Monday, October 19, 2009

Knowledge is power--isn't it?
First, is knowledge something granted alongside humanity or is it bestowed, a privilege to gain access into one's world? Can it be said that knowledge is neither? That only the Almighty is and can possess knowledge? Man would starve for such knowledge--the knowledge to know all--and alas, he has. From Adam's first bite of the Fruit, mankind has been hungering for knowledge, for the stability that they believe will come with this knowledge. A hunger that is so intense and primordial that man himself refuses to rebuke.
So, yes, knowledge is power. This is why the southern plantation owners of the nineteenth century refused to educate their slaves. With the tool of education, the slave owners feared, the slaves would become wiser and more knowledgeable about themselves and their owners. But the education is only the method, a process, by which the knowledge is obtained.
Then, if knowledge is a right bestowed by man's Creator, would it not be given that education is also man's right? One could argue that this is so--if one could not find another means of knowledge. But a formal education is not the only form of education. To quote Alec Bourne, "It is possible to store the mind with a million facts and still be entirely uneducated." Formal education has gifted us with this: a massive library of information--much of which is never used--all to be stored in the resistors and capacitors of our knowledge. All this when the subjects of schools should be focusing more on the fundamentals: reading, writing, and ethics to name a few. Sure mathematics or science is important to understand, but I have seen and heard too many stories about "educated" people who couldn't speak or even read properly!
Education is as much the responsibility of the student as it is the teacher's. Without the commitment of either party, the knowledge is lost.
But even education in the classroom is limited. One could argue that knowledge gained outside the classroom is just as important. That is, the knowledge learned through experience, through practice, through willpower, can open up doors into other realms of a person's life. Experience things impossible to teach in a classroom, to know that effort will pay off. To reach for their goals without a grade point average stamped on it. This is education. This is knowledge.

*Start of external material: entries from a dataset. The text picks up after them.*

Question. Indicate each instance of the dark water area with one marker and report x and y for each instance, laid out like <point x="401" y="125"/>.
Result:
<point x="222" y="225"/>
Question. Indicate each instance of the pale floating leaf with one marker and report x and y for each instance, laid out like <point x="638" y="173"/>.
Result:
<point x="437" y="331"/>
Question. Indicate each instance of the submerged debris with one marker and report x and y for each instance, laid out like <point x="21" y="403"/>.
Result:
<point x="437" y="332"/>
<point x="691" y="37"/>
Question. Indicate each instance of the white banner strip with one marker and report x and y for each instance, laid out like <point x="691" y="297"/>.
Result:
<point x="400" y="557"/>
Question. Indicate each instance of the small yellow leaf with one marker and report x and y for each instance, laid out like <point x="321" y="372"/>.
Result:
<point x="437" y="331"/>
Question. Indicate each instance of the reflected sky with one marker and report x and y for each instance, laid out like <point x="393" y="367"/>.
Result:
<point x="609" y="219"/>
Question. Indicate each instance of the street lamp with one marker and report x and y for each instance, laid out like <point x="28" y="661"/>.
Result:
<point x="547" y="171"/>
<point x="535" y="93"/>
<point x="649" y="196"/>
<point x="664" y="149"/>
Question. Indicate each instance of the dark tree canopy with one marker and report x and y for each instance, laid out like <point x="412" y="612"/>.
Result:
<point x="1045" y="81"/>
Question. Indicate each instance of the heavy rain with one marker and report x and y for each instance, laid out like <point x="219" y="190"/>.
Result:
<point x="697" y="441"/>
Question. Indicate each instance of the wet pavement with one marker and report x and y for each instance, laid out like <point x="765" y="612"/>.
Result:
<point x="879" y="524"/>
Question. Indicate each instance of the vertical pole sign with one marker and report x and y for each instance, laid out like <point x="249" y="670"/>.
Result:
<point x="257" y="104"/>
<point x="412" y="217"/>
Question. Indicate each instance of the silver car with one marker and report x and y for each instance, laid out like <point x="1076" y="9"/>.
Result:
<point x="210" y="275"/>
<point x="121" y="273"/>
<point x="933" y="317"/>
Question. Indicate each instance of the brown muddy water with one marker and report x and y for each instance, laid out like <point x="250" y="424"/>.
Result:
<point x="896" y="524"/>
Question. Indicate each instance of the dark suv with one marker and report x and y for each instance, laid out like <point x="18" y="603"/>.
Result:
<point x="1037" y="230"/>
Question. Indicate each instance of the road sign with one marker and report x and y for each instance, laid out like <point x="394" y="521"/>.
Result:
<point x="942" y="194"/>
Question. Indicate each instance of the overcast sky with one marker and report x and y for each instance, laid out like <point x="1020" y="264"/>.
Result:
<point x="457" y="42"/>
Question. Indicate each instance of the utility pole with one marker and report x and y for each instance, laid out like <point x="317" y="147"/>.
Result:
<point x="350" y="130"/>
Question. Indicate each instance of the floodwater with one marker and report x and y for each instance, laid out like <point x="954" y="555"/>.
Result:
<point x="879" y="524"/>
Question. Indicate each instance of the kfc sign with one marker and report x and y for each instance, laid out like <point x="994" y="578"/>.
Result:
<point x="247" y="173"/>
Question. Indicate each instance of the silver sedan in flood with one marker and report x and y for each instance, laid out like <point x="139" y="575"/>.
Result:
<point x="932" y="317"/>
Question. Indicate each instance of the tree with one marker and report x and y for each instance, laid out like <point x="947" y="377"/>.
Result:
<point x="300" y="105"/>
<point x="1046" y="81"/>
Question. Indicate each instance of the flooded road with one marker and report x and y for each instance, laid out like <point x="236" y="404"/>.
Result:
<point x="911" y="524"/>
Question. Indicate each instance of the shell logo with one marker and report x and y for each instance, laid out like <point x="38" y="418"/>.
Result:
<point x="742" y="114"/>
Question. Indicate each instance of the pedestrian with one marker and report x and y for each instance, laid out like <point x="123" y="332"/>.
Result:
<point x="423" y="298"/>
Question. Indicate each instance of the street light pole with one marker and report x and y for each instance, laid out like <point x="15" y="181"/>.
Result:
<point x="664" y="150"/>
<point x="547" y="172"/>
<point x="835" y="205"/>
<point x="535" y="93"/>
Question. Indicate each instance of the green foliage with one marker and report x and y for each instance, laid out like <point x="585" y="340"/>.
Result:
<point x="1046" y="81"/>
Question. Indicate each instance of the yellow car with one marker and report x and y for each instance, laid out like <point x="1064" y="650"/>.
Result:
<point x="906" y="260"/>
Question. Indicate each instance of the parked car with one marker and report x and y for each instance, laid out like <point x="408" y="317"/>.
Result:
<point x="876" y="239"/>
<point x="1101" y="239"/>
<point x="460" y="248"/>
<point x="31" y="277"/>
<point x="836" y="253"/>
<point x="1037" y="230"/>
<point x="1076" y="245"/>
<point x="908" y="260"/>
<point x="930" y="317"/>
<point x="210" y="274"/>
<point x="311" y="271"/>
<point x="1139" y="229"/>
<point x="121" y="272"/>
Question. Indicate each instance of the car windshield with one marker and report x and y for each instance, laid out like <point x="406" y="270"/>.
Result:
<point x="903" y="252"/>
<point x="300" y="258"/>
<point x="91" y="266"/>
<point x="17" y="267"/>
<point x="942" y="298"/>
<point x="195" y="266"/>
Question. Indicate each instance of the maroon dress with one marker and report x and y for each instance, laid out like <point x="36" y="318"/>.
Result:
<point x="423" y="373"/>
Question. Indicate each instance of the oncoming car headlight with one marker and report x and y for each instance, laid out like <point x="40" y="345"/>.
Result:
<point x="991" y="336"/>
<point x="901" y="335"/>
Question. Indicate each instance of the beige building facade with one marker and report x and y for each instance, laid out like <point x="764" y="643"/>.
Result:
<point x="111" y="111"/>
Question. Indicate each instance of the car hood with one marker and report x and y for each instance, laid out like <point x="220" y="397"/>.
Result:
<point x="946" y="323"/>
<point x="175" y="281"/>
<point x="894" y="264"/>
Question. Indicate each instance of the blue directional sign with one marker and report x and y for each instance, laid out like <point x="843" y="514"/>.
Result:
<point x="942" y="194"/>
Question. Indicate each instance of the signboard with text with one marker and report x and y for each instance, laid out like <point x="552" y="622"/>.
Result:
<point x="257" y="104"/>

Yes, knowledge is the right of the individual, and knowledge is free for the taking. Even the slaves of the deep south sometimes managed to get the better of their owners, and--of course--did in later years. But though knowledge is free, the individual scholar must find the will to reach for it, which, at times, may be difficult. Yes, knowledge is the right of the individual, but the will to succeed and grasp that delicate flower is still their own. A formal education may or may not be granted to them, but that potential, that essence is right there, ready for the kill.